My first year of grad school in 2017, Kula came over to Michigan for a short visit. During that visit, she got pregnant. We were sitting in the lecture room during one of my late nights burning the midnight oil to study for exams. She went to the bathroom and came back with a
test that read positive. I tried to contain my excitement because her face looked visibly devastated. We spoke about it and I kept saying, “up to you, whatever you decide, I will support you.” When she went back to Fiji, she kept thinking about her mom and how disappointed she
would be that Kula didn’t fulfill one of her wishes which is to graduate first before we had a baby. I knew it would have been selfish of me to beg her to keep the baby considering the fact that she still wanted to live out her dream of becoming a lawyer before she had one.
We weighed out our options and reassured ourselves that we wanted to stick to our plan of having a baby when we know we could take care of that baby the best way we possibly could.

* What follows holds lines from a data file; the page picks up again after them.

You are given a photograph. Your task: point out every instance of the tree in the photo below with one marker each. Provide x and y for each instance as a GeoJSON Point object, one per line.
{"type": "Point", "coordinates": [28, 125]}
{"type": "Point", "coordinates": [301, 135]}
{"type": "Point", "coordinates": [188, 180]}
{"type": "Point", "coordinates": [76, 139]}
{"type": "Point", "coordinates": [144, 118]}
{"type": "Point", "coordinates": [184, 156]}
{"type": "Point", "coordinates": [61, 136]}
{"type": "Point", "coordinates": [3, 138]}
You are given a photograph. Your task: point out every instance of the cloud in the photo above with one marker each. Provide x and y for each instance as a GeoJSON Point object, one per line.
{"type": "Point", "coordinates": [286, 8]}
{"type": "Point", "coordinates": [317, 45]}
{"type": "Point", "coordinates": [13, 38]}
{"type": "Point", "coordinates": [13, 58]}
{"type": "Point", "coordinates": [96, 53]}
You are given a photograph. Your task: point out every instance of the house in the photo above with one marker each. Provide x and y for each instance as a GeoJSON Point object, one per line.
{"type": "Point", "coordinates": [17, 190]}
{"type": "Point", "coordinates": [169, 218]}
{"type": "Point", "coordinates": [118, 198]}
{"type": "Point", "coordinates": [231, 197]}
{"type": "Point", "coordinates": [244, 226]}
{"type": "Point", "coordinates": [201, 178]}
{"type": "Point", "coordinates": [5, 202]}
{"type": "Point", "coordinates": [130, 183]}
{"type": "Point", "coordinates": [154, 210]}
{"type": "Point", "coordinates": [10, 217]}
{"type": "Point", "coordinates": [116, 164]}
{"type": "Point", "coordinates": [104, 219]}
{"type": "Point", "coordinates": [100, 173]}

When she went to Fiji, she went ahead with the procedure and terminated her pregnancy at 5 weeks.
I remember crying the whole day and stopping only when I spoke with Kula to console her for the life altering event that just happened. It was one of the loneliest days I’ve ever spent alone in Michigan. That year, we had our worst fights and it all stemmed from that.
The resentment we had for each other. The betrayal we felt against our faith. The fact that we couldn’t take about it without fear of people judging us for our decisions. It almost broke our relationship. That traumatic experience still haunts us to this day.
The cloud of resentment and sadness followed us whenever we tried again and could never get pregnant. We thought our God had abandoned us for our actions. Until Aug last year when Kula got pregnant again. She had just migrated to the US in June. That time; I had a steady job and
a place for us. It was at that moment that we realized that God’s plan will always prevail in the most perfect timing despite our decisions.

I hope people understand that no one just wakes up in the morning and decides to have an abortion. That shit is life changing.